I looked upon the Nile and raised the pyramids above it.

I heard the singing of the Mississippi when Abe Lincoln went down to New Orleans, and I’ve seen it’s muddy bosom turn all golden in the sunset.

I’ve known rivers:

Ancient, dusky rivers;

My soul has grown deep like the rivers.

Hughes continues to talk about the Nile and how it raised people and was such an influence on the lives of the Egyptians at the time when they were using it for every aspect of life and it was a catalyst for them being able to flourish without that they would not have been able to make the pyramids. Hughes then makes a comparison to moving down the Mississippi to with Abraham Lincoln to New Orleans and how from having a muddy bosom to being a golden sunset which could annotate the transition from slavery to being freed with the emancipation proclamation. Hughes finishes the poem by saying that he knows these rivers old rivers and those that are shadowy his soul being an African American male has history and runs deep like the rivers.

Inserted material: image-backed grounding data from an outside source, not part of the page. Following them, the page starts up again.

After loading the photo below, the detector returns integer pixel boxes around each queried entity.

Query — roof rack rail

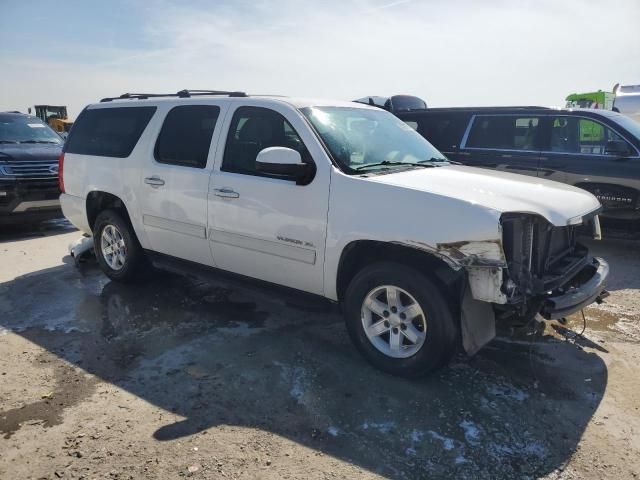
[100,89,248,103]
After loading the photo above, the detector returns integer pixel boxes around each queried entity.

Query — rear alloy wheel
[100,224,127,271]
[344,262,458,377]
[94,209,148,283]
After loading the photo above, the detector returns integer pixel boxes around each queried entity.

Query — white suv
[59,90,608,376]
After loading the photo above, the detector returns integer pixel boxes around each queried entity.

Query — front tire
[344,262,458,377]
[93,209,148,283]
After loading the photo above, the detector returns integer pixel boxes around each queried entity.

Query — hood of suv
[367,165,600,226]
[0,143,62,162]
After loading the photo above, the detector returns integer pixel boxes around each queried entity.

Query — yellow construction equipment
[29,105,73,135]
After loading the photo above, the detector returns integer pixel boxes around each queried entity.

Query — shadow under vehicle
[0,257,609,479]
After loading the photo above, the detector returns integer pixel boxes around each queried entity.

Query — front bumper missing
[540,257,609,320]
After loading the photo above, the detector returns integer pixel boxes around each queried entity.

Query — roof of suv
[91,91,376,111]
[398,106,551,114]
[396,106,636,122]
[0,111,38,120]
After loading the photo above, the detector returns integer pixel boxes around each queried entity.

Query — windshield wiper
[0,140,18,144]
[18,140,60,144]
[418,157,461,165]
[355,160,437,171]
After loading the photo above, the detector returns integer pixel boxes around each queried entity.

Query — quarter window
[155,105,220,168]
[550,116,631,155]
[466,116,542,151]
[65,107,156,158]
[222,106,310,176]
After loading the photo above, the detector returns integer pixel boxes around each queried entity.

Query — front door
[460,114,544,177]
[208,104,330,296]
[138,104,224,266]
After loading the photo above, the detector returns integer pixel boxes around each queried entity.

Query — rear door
[460,114,544,177]
[138,103,225,266]
[540,114,640,216]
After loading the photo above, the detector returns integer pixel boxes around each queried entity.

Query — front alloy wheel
[361,285,427,358]
[344,262,458,377]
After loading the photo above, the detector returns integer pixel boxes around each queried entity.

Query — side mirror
[256,147,310,183]
[605,140,632,157]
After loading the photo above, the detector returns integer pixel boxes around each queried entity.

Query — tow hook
[595,291,610,304]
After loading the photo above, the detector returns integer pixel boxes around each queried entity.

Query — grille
[0,160,59,180]
[501,214,588,295]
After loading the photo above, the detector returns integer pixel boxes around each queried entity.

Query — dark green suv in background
[0,112,63,224]
[394,106,640,225]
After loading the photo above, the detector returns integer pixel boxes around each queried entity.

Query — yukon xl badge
[277,236,315,248]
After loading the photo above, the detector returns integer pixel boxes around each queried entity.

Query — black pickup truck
[0,112,63,224]
[394,106,640,224]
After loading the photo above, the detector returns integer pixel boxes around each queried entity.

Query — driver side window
[550,116,632,155]
[222,106,310,177]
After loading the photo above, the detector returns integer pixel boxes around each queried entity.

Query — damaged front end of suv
[454,210,608,354]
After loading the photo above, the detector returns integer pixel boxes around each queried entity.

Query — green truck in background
[563,91,611,148]
[565,84,640,123]
[565,90,615,110]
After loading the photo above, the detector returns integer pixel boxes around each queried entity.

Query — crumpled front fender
[397,238,508,304]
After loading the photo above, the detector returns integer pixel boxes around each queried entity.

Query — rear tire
[93,209,148,283]
[344,262,457,377]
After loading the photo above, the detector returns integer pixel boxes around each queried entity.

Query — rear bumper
[60,193,91,234]
[540,257,609,320]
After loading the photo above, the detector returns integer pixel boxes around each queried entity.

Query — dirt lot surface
[1,220,639,479]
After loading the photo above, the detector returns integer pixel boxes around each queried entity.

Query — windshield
[0,115,63,144]
[300,106,447,174]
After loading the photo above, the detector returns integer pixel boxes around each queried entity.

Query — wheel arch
[86,191,133,232]
[335,240,465,311]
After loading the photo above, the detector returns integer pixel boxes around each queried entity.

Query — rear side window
[65,107,156,158]
[154,105,220,168]
[466,115,542,151]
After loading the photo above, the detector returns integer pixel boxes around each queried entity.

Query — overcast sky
[1,0,639,117]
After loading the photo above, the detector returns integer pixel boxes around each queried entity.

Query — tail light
[58,152,65,193]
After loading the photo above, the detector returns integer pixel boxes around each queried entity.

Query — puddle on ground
[1,268,269,345]
[563,302,640,343]
[0,350,98,439]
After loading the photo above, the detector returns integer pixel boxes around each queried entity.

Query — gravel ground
[0,220,639,480]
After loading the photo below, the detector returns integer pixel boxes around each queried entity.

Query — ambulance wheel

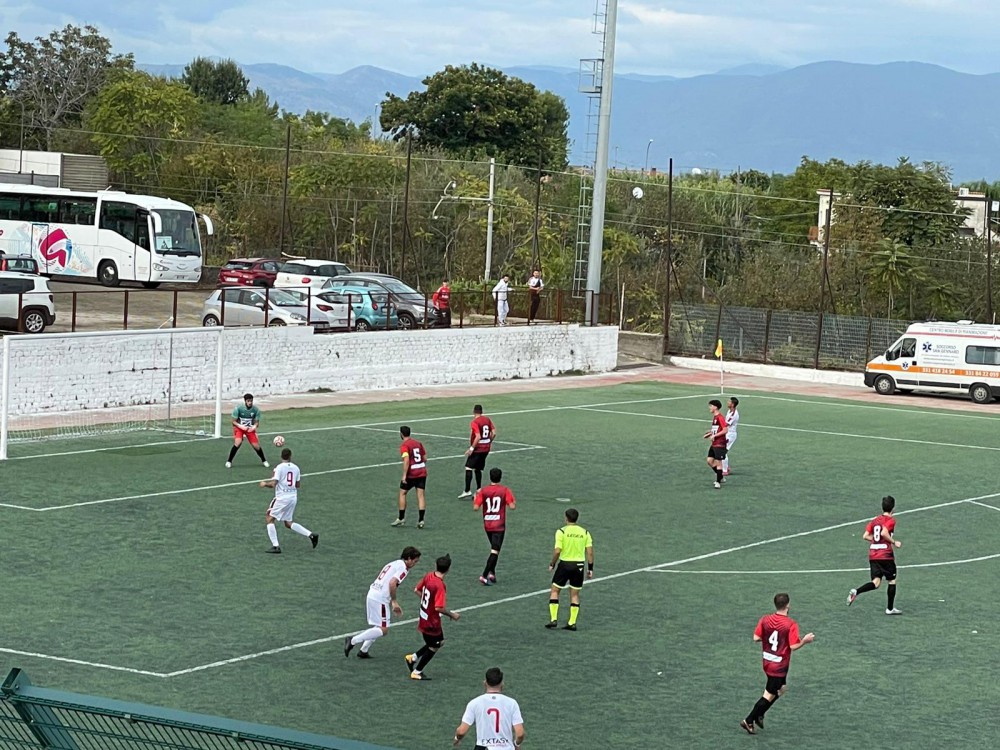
[969,383,993,404]
[873,374,896,396]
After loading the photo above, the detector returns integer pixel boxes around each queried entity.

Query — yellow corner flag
[715,339,723,358]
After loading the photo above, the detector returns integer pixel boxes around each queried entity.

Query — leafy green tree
[864,239,926,319]
[0,24,133,149]
[379,63,569,170]
[87,71,198,181]
[180,57,249,106]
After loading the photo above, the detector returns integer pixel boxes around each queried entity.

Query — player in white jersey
[723,396,740,477]
[258,447,318,553]
[344,547,423,659]
[453,667,525,749]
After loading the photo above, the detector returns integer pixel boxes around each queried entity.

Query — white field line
[574,406,1000,453]
[747,394,1000,422]
[649,552,1000,574]
[351,425,541,449]
[6,392,715,462]
[968,500,1000,513]
[29,446,543,512]
[5,492,991,677]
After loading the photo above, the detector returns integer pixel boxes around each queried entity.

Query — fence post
[171,291,178,328]
[123,291,129,330]
[763,309,772,363]
[864,317,874,364]
[814,311,825,369]
[556,289,563,324]
[71,293,77,333]
[714,303,723,350]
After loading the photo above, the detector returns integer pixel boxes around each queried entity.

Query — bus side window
[60,198,97,226]
[100,201,137,244]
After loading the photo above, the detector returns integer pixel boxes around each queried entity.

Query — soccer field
[2,378,999,749]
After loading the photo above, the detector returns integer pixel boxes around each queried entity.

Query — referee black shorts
[551,560,585,590]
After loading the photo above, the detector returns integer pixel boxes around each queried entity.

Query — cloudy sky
[1,0,997,77]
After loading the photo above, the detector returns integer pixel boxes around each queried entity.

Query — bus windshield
[153,209,201,257]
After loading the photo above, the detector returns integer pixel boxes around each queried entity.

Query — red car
[216,258,282,288]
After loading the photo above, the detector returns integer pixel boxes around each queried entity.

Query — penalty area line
[647,552,1000,575]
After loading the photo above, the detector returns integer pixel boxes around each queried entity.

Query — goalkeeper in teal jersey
[226,393,269,468]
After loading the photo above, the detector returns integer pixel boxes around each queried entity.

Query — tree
[0,25,133,149]
[180,57,249,106]
[87,71,198,181]
[379,63,569,170]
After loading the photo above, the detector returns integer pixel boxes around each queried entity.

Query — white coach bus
[0,184,213,287]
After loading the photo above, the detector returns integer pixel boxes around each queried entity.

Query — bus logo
[39,229,72,271]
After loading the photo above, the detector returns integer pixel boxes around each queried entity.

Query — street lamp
[431,158,497,280]
[644,138,653,174]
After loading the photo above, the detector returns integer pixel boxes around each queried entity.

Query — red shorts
[234,426,260,447]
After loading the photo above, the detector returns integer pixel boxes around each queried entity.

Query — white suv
[0,272,55,333]
[274,259,352,289]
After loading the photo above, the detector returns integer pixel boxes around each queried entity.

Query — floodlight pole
[485,157,496,281]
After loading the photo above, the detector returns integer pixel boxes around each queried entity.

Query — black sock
[416,648,436,671]
[254,447,267,462]
[474,469,483,489]
[715,468,724,482]
[746,697,770,723]
[759,694,778,716]
[418,509,425,522]
[398,509,405,521]
[887,583,897,609]
[483,553,498,578]
[228,445,239,461]
[855,581,878,596]
[465,471,472,492]
[414,645,428,660]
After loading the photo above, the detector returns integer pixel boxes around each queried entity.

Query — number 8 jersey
[866,513,896,560]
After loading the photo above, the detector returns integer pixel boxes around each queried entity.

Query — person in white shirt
[492,274,511,326]
[344,547,422,659]
[526,269,544,324]
[258,447,318,553]
[723,396,740,477]
[453,667,525,749]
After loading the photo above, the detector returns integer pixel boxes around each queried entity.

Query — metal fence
[668,301,912,371]
[0,668,396,750]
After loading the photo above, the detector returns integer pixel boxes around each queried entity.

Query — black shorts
[400,476,426,491]
[552,560,585,590]
[465,452,488,471]
[869,559,897,581]
[421,632,444,649]
[485,530,506,552]
[765,675,787,695]
[708,446,727,460]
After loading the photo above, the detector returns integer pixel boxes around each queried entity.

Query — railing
[4,285,618,334]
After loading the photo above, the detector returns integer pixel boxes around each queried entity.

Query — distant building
[0,150,108,191]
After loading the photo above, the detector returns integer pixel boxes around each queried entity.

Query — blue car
[314,289,398,331]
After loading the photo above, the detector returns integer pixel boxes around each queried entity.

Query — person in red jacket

“The House on Mango Street” by Sandra Cisneros tells the tale of a young girl that is struggling to make it in America with hurdles that she has to go through. This text is different from “The Negro Speaks of Rivers” because Hughes speaks for an entire group of people who have been hurt and had their identity taken away from them and he is also trying to make a connection between the present day negro and the African of early civilizations. “The House on Mango Street” it talks about one specific character but can be used for many generations of Hispanic women growing up in America and millions going through the same struggle today.

Esperanza gives us her background at first and where she is living and how she got to mango street. Her father is always working and her mother is always at home watching over the kids, she has two younger brothers and one other sister. Esperanza is not very fortunate because she is not popular and it is hard for her to find a friend to tell secrets to. She has her sister but it is not the same due to the fact that her sister is younger than her and cannot cognitively have a conversation with her because she us so young. However, Esperanza is always stuck watching her little sister so she cannot do what her brothers do and play or focus on herself because she is so busy with her little sister. Another way her life is different is because of her ethnicity she details how others do not understand her and how she depicted them looking at her and her people from the outside and not understanding their way of life. Esperanza dictates how people vie her and people like her harshly and criticize them for living the way do even though they are trying their best with what they can.

Again we see in “The House on Mango Street” like we did in “The Negro Speaks of Rivers” that minorities struggle to identify themselves and feel the need to overcompensate for their lives and actions to feel better about themselves. This comparison is significant because to different races fear the same things and two different authors writing in different times can still have the same view of their people and America as a whole. Being misunderstood by others and even misunderstanding themselves is something that they have to deal with while trying to identify themselves to their own selves while they are being told what to do by many other people. Although the authors of these two different texts are of different sexes, different races, and writing in different periods the problem remains the same.

As the quote from earlier still reigns true why do darker people suffer more across the world. History is repeating itself over and over maybe it is not the exact same way but if this is the result after decades of minorities living in America it is not a very good one and does not show progress at all. This question is part of a problem that is rooted deep in the heart of America racism that has been embedded in the psyche of Americans but has been hidden and for a big extent subtlety regarded as false or not prevalent. These two texts ring them to live without blatantly shouting it out but by bringing us in the lives of minorities in the past and present and shows America not as the great nation everyone believes it is but one of flaw and not perfect like the humans we are, and although it is not perfect and neither are we we must strive for perfection to make this country the best it can for all people.